Rząd i prezydent Chile poinformowali, że kraj rezygnuje z organizacji szczytu klimatycznego ONZ, tzw. COP25. Powodem są trwające niepokoje w kraju. Chilijczycy i Chilijki od tygodni protestują przeciwko drożyźnie, nierównościom społecznym, a szerzej – przeciwko neoliberalnemu modelowi gospodarczemu, napędzającemu wzrost nierówności
„Prezydent Sebastián Piñera ogłosił w środę, że Chile nie zorganizuje szczytów Forum Współpracy Gospodarczej Azji i Pacyfiku (APEC) oraz klimatycznego COP25, zaplanowanych na listopad i grudzień tego roku, aby priorytetowo potraktować wysiłki rządu w celu zaspokojenia żądań obywateli” – podano na stronie internetowej rządu w Santiago 30 października 2019 roku.

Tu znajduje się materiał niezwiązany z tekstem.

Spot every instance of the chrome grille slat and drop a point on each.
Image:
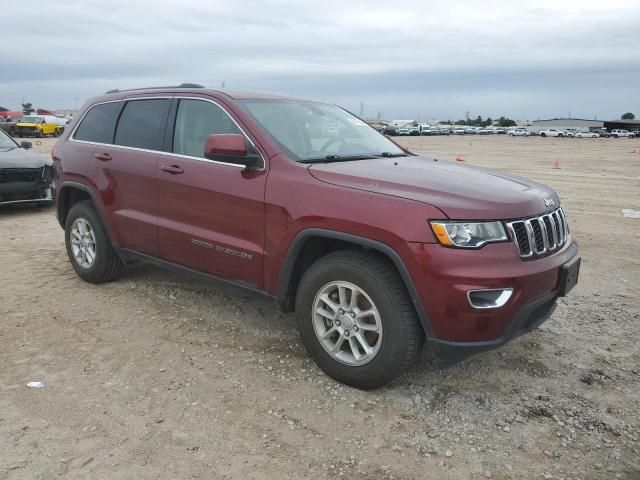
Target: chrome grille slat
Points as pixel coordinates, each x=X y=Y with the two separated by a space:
x=540 y=234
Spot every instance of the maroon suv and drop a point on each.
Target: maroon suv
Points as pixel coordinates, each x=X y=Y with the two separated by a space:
x=378 y=250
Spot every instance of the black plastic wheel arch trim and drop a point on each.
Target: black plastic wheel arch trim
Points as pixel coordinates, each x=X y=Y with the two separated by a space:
x=286 y=272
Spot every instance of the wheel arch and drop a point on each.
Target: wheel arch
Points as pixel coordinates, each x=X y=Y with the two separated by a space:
x=73 y=192
x=313 y=243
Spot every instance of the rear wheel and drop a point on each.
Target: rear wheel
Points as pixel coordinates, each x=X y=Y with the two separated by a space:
x=356 y=319
x=88 y=247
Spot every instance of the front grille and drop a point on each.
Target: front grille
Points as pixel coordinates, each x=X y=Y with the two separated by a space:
x=539 y=235
x=10 y=175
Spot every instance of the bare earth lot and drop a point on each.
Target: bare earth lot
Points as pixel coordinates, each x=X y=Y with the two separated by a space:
x=162 y=376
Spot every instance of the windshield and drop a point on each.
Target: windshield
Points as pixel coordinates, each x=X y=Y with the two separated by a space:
x=311 y=131
x=30 y=120
x=6 y=141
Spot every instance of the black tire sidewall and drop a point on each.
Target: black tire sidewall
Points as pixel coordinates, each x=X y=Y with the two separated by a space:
x=383 y=368
x=97 y=272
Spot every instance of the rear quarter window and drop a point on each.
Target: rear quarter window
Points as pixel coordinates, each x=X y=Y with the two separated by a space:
x=142 y=124
x=99 y=124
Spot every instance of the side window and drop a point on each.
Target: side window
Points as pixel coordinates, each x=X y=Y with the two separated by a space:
x=99 y=124
x=142 y=124
x=195 y=121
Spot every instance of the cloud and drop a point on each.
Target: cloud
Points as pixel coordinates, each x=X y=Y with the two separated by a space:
x=500 y=57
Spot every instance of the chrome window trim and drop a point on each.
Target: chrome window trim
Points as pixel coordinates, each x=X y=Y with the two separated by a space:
x=189 y=157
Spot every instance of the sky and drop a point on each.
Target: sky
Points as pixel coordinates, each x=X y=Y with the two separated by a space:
x=400 y=60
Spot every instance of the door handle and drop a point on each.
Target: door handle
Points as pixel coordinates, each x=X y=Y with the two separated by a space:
x=105 y=157
x=172 y=169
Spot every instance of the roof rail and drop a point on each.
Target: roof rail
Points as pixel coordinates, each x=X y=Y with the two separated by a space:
x=182 y=85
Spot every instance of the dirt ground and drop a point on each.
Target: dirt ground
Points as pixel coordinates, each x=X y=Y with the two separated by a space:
x=159 y=375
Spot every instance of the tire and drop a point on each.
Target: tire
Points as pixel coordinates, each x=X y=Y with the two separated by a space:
x=106 y=264
x=400 y=338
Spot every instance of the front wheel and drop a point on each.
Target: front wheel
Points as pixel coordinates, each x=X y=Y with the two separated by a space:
x=88 y=247
x=356 y=319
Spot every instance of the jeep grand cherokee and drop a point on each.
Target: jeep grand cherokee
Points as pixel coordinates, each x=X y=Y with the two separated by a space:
x=379 y=251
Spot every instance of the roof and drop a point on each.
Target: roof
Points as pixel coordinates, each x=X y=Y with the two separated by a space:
x=194 y=87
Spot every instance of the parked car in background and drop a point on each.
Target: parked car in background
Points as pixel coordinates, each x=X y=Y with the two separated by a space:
x=587 y=135
x=25 y=177
x=251 y=191
x=617 y=133
x=519 y=132
x=40 y=126
x=8 y=125
x=391 y=130
x=552 y=132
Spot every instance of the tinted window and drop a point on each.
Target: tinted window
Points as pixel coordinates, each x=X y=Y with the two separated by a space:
x=195 y=121
x=142 y=124
x=99 y=123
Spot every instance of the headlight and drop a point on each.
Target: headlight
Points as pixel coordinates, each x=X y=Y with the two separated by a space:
x=468 y=234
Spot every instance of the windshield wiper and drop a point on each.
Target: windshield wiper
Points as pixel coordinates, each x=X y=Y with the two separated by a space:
x=337 y=158
x=391 y=155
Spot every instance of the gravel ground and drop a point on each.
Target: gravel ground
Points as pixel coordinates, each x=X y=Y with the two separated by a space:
x=159 y=375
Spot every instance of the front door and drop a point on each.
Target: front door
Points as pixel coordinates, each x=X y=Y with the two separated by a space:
x=211 y=215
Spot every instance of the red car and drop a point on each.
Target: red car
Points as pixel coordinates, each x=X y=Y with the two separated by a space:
x=379 y=251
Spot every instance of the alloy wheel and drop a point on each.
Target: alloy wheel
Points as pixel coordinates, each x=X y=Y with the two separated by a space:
x=83 y=243
x=347 y=323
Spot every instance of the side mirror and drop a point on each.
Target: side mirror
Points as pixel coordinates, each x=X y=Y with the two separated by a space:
x=231 y=148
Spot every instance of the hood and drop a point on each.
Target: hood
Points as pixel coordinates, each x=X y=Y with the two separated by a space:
x=462 y=192
x=21 y=158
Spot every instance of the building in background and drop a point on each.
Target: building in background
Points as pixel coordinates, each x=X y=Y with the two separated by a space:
x=579 y=124
x=630 y=125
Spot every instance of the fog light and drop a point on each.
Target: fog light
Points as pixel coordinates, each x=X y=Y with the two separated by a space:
x=494 y=298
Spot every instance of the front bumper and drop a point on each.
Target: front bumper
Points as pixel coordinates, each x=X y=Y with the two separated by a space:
x=443 y=352
x=443 y=277
x=26 y=190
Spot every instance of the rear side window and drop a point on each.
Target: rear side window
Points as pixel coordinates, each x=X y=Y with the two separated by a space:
x=195 y=121
x=99 y=123
x=142 y=124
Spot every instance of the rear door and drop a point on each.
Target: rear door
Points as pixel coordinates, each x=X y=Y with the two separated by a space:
x=211 y=215
x=125 y=173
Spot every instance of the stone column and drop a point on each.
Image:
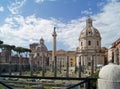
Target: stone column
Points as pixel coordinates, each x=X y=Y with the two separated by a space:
x=116 y=55
x=67 y=67
x=92 y=64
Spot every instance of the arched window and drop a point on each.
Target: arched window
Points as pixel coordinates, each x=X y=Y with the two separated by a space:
x=97 y=43
x=89 y=42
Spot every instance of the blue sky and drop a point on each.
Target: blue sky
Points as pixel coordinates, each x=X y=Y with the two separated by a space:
x=23 y=22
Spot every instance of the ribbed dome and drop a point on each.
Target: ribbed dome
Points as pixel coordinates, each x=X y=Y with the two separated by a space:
x=89 y=30
x=110 y=72
x=41 y=46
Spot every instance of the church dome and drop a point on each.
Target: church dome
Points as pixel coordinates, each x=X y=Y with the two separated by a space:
x=41 y=46
x=89 y=30
x=110 y=72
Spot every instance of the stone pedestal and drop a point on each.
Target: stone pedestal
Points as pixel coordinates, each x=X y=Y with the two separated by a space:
x=109 y=77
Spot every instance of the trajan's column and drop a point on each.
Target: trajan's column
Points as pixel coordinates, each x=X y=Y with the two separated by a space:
x=54 y=51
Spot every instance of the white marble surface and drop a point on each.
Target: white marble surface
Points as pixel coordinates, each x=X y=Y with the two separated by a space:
x=109 y=77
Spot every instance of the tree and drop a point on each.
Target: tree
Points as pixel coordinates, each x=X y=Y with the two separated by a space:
x=19 y=50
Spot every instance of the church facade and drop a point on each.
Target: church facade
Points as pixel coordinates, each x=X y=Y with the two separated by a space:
x=88 y=53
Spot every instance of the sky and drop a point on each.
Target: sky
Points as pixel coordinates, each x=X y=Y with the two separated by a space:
x=23 y=22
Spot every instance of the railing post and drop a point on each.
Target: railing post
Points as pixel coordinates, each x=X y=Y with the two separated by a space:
x=87 y=85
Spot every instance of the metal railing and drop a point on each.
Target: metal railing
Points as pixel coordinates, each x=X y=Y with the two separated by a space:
x=85 y=81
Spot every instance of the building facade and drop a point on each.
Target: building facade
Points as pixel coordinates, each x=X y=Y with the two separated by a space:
x=89 y=53
x=39 y=55
x=111 y=49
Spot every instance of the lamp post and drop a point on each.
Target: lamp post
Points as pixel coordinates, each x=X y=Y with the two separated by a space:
x=67 y=71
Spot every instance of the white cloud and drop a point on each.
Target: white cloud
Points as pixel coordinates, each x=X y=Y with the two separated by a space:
x=14 y=7
x=1 y=9
x=40 y=1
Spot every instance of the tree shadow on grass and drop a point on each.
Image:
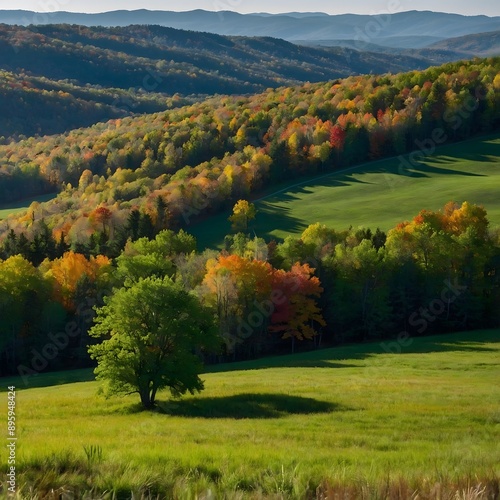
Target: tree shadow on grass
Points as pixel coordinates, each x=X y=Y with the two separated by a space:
x=240 y=406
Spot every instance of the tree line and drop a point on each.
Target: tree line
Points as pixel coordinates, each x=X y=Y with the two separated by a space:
x=438 y=272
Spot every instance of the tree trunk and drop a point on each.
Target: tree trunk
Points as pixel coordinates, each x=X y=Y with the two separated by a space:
x=146 y=399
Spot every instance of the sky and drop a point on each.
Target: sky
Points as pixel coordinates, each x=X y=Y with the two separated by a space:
x=465 y=7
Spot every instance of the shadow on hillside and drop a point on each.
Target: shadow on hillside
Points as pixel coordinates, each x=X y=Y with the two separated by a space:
x=241 y=406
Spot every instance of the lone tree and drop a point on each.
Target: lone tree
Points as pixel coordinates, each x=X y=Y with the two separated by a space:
x=243 y=213
x=151 y=332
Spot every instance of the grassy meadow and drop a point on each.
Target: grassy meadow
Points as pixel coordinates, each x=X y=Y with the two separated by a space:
x=376 y=194
x=378 y=420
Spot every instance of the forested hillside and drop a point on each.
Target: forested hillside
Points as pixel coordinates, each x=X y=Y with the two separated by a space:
x=410 y=29
x=64 y=77
x=195 y=160
x=36 y=105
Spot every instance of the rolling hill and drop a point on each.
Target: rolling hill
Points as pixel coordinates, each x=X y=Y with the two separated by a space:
x=480 y=44
x=290 y=27
x=202 y=158
x=56 y=78
x=343 y=422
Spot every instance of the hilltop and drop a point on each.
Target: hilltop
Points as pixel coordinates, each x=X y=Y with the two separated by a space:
x=411 y=25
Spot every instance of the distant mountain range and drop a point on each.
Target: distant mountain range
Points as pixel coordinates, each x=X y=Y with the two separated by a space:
x=413 y=29
x=57 y=77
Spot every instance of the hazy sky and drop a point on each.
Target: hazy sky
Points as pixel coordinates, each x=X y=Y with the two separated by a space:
x=467 y=7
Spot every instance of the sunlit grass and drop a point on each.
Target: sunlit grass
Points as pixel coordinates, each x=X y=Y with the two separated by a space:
x=286 y=423
x=21 y=206
x=376 y=194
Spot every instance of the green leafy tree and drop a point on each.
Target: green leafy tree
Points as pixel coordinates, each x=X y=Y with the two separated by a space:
x=151 y=333
x=243 y=213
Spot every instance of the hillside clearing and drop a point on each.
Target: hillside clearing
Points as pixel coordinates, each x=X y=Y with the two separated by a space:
x=376 y=194
x=278 y=427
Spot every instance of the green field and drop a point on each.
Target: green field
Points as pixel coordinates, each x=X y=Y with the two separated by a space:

Decyzja Chile oznacza, że COP25 musi szukać nowej lokalizacji – już drugi raz. Początkowo szczyt miał odbyć się w Brazylii, ale wybór na początku roku prawicowego populisty Jaira Bolsonaro na prezydenta przekreślił ten plan. Jeszcze bez pośpiechu przeniesiono więc organizację do Chile.

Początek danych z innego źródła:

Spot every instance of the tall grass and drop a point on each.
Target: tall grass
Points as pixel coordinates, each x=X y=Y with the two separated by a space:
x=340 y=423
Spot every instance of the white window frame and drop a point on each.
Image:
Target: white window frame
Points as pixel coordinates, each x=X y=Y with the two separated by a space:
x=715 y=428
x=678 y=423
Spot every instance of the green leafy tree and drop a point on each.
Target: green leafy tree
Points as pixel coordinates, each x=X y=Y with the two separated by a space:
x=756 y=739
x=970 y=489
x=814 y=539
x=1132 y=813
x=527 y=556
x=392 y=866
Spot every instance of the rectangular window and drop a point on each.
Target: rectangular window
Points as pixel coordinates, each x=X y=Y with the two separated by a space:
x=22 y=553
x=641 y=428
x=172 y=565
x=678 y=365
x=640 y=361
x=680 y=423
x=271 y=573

Tym razem odwołanie szczytu przychodzi w dużo gorszym momencie. Prezydent Chile Sebastián Piñera podjął decyzję na miesiąc przed planowanym rozpoczęciem szczytu, mającego gościć ok. 30 tys. uczestniczek i uczestników.
Od środy trwają gorączkowe ustalenia, gdzie przenieść COP25. Jedną z możliwości jest organizacja szczytu – formalnie wciąż od przewodnictwem Chile – w niemieckim Bonn, gdzie mieści się sekretariat Ramowej Konwencji ds. Zmian Klimatu ONZ (UNFCCC).
Inne możliwe lokalizacje to Nowy Jork, Genewa, Wiedeń, lub Nairobi, podała w środę Associated Press. We wszystkich tych miastach ONZ ma niezbędną infrastrukturę do organizacji dużych wydarzeń.
UNFCCC, Chile i dobiegająca końca polska prezydencja COP – poprzedni szczyt miał miejsce w Katowicach, kraj-organizator przewodzi następnie procesowi negocjacji klimatycznych do kolejnego COP – rozważają też przeniesienie szczytu do innego miasta i ewentualne przesunięcie otwarcia o kilka miesięcy. Mało kto jest bowiem w stanie zorganizować tak ogromne, również pod względami logistycznym i bezpieczeństwa, wydarzenie w zaledwie cztery tygodnie.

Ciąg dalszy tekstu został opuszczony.